A historical novel of survival, set in the world of Australia’s infamous “blackbirding” trade.
Mel Milo, the son of King Metafet, grows up in an increasingly volatile Samoa as Britain, America, and Germany all aggressively compete to become the sole trader for the island. With promises of prosperity, the king accepts the offer of a European trader to take Mel to Australia for work, guaranteeing Metafet that his son will be returned “within one year.” The proposition proves to be a scam, and Mel is instead driven into forced labor on a rural sugar cane farm, where the traders rule as “owners and masters.” In the 19th century, this was an example of “blackbirding,” a widespread practice of tricking and kidnapping indigenous people to make them work far away from their homeland. Later, Mel is taken to work for sheep farmer and “squatter” William Phillips, who takes a paternal fondness to Mel and actively tries to right the wrongs of his terrible imprisonment. As years of tragedy and hardship pass, Mel finally achieves some independence as he carves out his own life in Australia. Readers might have benefited from greater exploration of Mel’s time on the sugar cane farm, as this aspect of his story is mostly glossed over, limiting readers’ ability to acknowledge Mel’s desperation for freedom.
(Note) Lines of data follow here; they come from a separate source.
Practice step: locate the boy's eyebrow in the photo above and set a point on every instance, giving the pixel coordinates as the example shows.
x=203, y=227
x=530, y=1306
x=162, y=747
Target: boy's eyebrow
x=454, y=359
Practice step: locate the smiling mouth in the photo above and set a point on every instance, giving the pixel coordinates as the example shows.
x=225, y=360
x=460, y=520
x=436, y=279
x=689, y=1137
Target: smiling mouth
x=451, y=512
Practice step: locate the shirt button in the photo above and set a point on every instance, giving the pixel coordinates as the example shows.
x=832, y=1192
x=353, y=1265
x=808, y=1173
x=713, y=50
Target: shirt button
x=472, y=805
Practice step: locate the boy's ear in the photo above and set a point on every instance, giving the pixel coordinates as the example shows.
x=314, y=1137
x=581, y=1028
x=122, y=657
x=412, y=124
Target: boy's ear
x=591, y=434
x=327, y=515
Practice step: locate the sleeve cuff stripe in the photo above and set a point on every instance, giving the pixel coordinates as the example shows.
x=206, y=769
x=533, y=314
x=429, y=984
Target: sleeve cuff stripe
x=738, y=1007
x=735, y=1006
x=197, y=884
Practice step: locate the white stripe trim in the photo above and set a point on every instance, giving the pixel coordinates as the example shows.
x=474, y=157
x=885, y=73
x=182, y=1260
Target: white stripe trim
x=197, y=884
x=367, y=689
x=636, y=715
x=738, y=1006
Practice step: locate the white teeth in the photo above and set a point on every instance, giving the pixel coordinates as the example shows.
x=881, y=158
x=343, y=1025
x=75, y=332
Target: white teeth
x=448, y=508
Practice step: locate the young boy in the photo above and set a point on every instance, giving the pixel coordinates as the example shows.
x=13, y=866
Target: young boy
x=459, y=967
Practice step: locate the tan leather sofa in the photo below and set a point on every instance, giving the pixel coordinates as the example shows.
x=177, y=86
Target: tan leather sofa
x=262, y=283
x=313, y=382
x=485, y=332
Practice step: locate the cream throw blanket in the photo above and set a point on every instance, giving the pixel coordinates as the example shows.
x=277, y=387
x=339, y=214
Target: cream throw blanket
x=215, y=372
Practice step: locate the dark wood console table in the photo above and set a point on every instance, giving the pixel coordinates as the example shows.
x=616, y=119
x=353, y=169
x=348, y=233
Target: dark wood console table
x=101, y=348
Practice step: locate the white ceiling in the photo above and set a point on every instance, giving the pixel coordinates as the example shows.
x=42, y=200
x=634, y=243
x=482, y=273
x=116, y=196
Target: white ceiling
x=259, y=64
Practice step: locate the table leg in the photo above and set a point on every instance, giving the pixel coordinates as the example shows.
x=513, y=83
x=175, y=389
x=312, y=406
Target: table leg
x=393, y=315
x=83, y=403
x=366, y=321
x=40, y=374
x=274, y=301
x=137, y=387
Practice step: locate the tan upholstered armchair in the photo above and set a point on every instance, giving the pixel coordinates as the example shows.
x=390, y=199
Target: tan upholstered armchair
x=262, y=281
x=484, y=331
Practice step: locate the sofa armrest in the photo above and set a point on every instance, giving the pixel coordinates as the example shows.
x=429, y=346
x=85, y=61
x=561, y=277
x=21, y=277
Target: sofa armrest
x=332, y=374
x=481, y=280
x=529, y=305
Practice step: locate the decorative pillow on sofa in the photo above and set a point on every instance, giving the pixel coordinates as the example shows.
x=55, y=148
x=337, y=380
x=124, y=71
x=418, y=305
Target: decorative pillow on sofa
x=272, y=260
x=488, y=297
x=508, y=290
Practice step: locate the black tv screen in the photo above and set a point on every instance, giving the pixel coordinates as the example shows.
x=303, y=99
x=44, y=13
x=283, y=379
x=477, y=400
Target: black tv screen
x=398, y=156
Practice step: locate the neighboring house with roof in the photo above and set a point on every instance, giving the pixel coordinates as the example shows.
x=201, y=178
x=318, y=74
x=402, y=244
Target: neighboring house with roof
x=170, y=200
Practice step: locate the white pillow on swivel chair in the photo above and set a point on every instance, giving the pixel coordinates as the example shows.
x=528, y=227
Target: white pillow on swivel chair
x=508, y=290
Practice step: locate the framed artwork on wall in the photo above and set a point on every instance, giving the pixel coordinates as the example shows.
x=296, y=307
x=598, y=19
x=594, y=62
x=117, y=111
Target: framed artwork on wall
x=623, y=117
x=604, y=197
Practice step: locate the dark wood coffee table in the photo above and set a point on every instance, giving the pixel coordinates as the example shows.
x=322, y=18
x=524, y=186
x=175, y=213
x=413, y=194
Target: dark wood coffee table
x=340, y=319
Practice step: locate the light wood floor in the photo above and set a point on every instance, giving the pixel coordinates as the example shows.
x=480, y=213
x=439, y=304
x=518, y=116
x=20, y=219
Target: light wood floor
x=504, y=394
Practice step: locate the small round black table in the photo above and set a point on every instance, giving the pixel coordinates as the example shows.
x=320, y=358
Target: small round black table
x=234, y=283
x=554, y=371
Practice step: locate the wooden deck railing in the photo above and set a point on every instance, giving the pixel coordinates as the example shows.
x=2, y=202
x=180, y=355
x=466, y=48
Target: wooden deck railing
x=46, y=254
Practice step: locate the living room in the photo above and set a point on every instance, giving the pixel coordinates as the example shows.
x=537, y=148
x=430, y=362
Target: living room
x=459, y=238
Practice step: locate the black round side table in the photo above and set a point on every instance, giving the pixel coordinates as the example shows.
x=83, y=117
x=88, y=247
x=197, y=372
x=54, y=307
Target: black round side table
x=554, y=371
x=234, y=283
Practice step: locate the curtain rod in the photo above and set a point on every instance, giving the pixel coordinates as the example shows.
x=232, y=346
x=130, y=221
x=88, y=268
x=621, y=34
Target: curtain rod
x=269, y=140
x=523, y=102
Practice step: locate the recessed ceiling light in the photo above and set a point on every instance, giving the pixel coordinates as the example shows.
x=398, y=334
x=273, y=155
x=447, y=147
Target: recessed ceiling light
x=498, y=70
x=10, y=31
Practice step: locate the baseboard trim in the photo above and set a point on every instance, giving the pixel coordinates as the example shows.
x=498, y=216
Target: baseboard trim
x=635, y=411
However, Foster shows an acute awareness of the way that colonization has decimated the cultural and spiritual identities of indigenous communities, including those of Samoa. Importantly, she pairs Mel’s narrative with that of a native Aborigine named Joe, exploring aboriginal traditions and cultural practices in order to emphasize how much Mel lost because of his abduction and long captivity.
A unique story that illuminates the many injustices of an understudied period in colonial history.